The California Supreme Court has decided not to hear an appeal from the city of San Diego over a recent appellate court ruling that reinstated a 30-foot building height limit in the Midway District.
This means the height limit will remain in place, and developments like Midway Rising will need to find a different way to move forward.
Background
San Diego rezoned the entire Midway District to allow for over 10,000 new homes back in 2018, and the city did the environmental impact report (EIR) that is required under the California Environmental Quality Act, or CEQA.
In 2020, the city looked at exempting the area from the coastal height limit to facilitate projects like Midway Rising, which would bring over a thousand new homes to the neighborhood.
San Diego put the issue to voters as a ballot initiative, and voters approved the measure by a sizable margin.
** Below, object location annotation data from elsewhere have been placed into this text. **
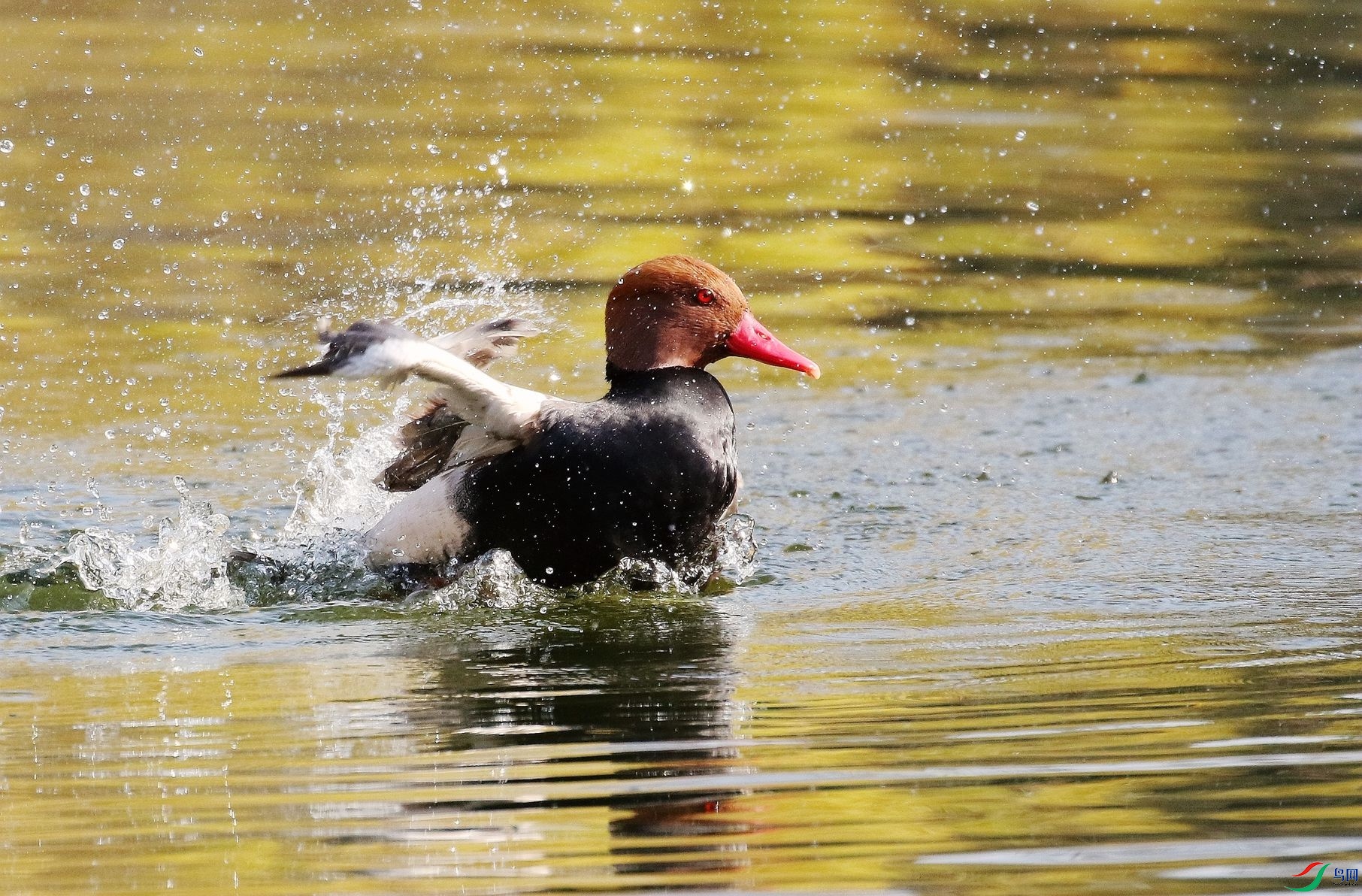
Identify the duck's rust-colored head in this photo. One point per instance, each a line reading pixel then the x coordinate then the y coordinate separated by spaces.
pixel 677 310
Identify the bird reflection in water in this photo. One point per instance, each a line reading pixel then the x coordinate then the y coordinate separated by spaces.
pixel 617 704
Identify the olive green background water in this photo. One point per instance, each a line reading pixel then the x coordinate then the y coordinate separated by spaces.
pixel 1058 586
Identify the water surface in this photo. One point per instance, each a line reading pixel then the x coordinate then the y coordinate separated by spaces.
pixel 1058 572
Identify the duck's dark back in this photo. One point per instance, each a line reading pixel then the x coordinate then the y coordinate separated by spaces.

But a group called Save Our Access sued San Diego over the ballot measure, arguing the city didn’t do the required environmental impact reporting on the height limit question.
The city argued those impacts were covered by the EIR it did when it rezoned the Midway district, but the courts disagreed. The city went back and studied the impacts of taller buildings.
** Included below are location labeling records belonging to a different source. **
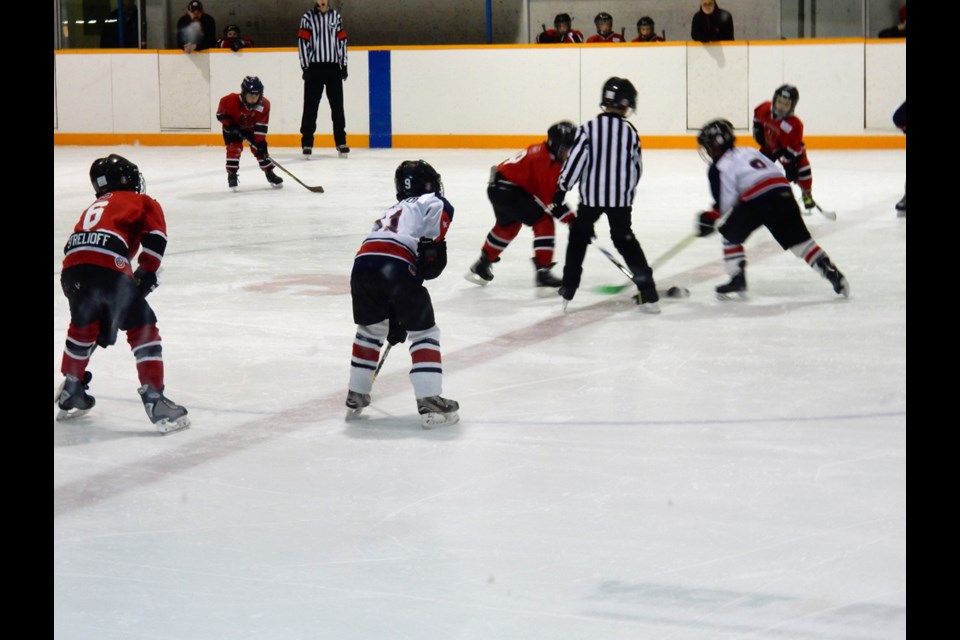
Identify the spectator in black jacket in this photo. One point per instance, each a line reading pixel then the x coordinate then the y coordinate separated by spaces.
pixel 196 30
pixel 711 23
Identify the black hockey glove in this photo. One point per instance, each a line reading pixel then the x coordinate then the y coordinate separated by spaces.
pixel 397 333
pixel 146 281
pixel 707 222
pixel 432 258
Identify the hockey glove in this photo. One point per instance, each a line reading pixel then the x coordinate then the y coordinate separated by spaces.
pixel 431 258
pixel 146 281
pixel 397 333
pixel 707 222
pixel 563 213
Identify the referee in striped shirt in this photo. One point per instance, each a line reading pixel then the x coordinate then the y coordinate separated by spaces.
pixel 322 44
pixel 605 161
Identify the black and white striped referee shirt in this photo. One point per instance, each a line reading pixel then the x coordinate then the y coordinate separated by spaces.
pixel 321 38
pixel 605 160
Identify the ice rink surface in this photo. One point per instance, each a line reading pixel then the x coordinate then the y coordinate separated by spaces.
pixel 721 470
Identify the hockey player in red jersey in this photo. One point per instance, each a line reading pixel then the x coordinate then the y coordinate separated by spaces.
pixel 518 189
pixel 562 32
pixel 406 246
pixel 749 192
pixel 605 32
pixel 246 116
pixel 780 136
pixel 107 295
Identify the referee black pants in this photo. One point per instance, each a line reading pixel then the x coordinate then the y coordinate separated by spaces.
pixel 317 77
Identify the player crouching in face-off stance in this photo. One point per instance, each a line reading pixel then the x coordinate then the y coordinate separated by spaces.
pixel 752 192
pixel 106 294
pixel 405 247
pixel 518 189
pixel 246 116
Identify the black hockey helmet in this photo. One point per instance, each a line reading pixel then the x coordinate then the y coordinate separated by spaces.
pixel 560 138
pixel 415 178
pixel 115 173
pixel 786 92
pixel 251 85
pixel 715 138
pixel 619 92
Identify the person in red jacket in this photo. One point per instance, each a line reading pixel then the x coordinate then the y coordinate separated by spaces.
pixel 520 190
pixel 780 136
pixel 562 32
pixel 107 295
pixel 605 32
pixel 246 116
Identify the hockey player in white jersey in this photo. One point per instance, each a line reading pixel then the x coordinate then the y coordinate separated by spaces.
pixel 749 192
pixel 405 247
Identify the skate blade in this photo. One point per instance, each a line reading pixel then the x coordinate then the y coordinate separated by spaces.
pixel 69 414
pixel 166 427
pixel 734 296
pixel 470 276
pixel 432 420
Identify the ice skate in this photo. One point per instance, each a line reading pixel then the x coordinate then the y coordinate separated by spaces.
pixel 648 300
pixel 166 415
pixel 356 403
pixel 829 271
pixel 545 281
pixel 275 181
pixel 480 272
pixel 72 397
pixel 436 411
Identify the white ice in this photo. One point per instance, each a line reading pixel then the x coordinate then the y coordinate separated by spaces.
pixel 722 470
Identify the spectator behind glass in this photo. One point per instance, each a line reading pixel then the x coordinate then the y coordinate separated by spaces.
pixel 562 31
pixel 900 29
pixel 111 36
pixel 196 30
pixel 231 39
pixel 605 33
pixel 711 23
pixel 646 31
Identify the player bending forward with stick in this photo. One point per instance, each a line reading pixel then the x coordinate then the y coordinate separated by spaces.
pixel 405 247
pixel 752 192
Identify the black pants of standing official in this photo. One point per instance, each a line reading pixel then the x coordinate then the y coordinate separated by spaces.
pixel 317 77
pixel 621 233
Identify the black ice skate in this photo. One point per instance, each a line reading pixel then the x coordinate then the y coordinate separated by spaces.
pixel 480 271
pixel 167 415
pixel 275 181
pixel 833 276
pixel 72 397
pixel 436 411
pixel 356 403
pixel 545 279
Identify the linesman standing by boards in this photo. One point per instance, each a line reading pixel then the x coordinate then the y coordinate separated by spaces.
pixel 605 160
pixel 322 44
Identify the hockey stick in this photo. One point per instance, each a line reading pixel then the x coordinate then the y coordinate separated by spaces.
pixel 316 189
pixel 659 262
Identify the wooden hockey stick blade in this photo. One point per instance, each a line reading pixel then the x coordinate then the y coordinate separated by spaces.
pixel 316 189
pixel 829 215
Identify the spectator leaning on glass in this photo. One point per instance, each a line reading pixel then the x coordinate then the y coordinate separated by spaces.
pixel 711 23
pixel 196 30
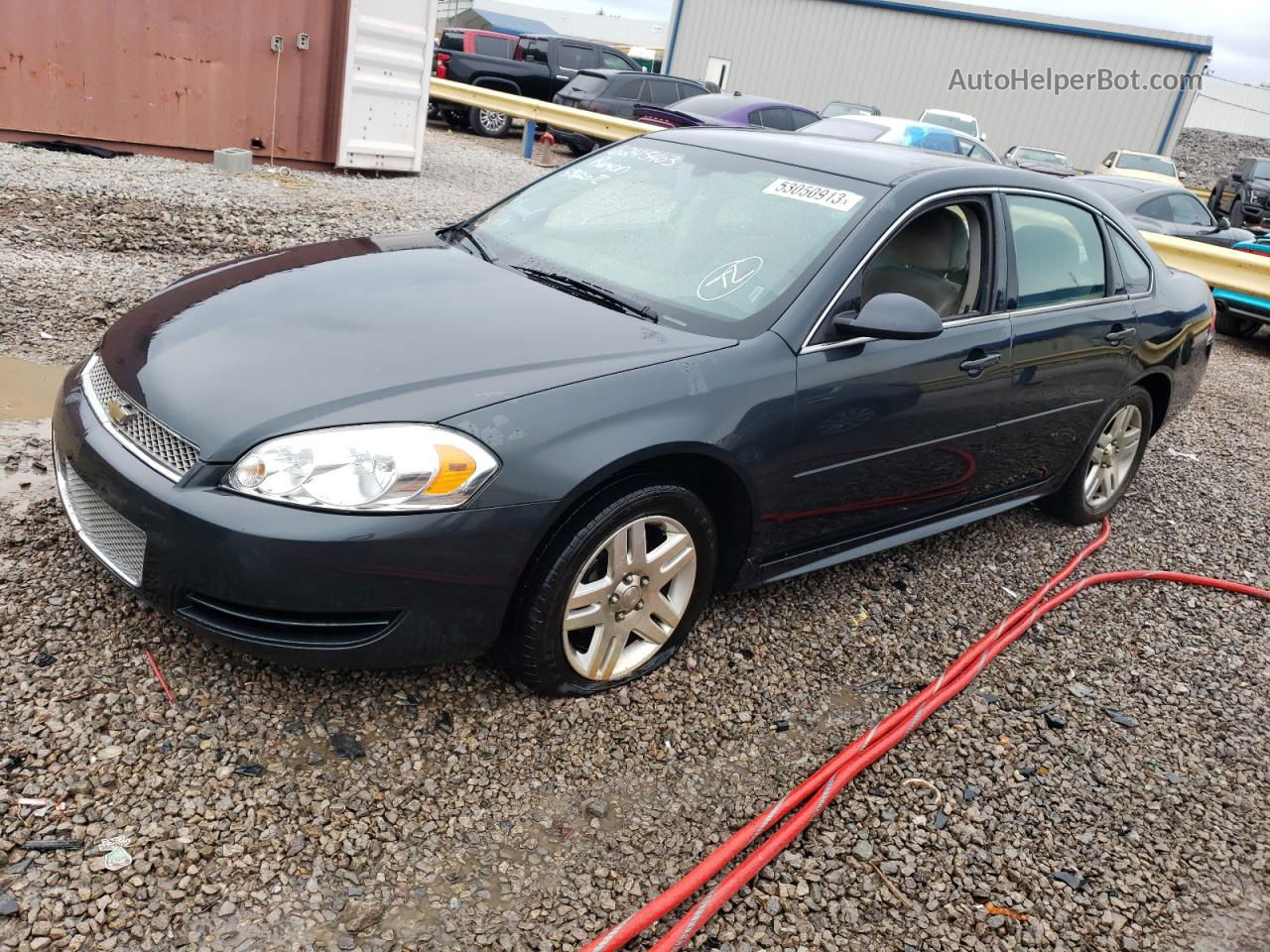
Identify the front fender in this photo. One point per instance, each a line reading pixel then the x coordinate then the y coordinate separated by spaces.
pixel 734 405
The firm hired by the city determined that taller buildings would not have any significantly different impact than those studied in the original EIR, and the city put the issue to voters once again in 2022.
Voters approved it a second time, and Save Our Access sued, again. The group argued the city should’ve done a whole new EIR for the height limit question, and the courts agreed.
The city appealed to the California Supreme Court, but that appeal was denied last week.
Looking Ahead
The Midway Rising team told Voice of San Diego last year that they believe the state’s density bonus law could allow them to move forward with the development regardless of the court’s decision. But the final project could look a lot different than what was originally proposed.
The California Department of Housing and Community Development confirmed that the density bonus law allows developers to exceed the local height limit in a letter sent to the city in 2022.
And the state Legislature has made efforts in recent years to streamline housing production, most notably with Senate Bill 131, which changes how CEQA is applied to housing developments.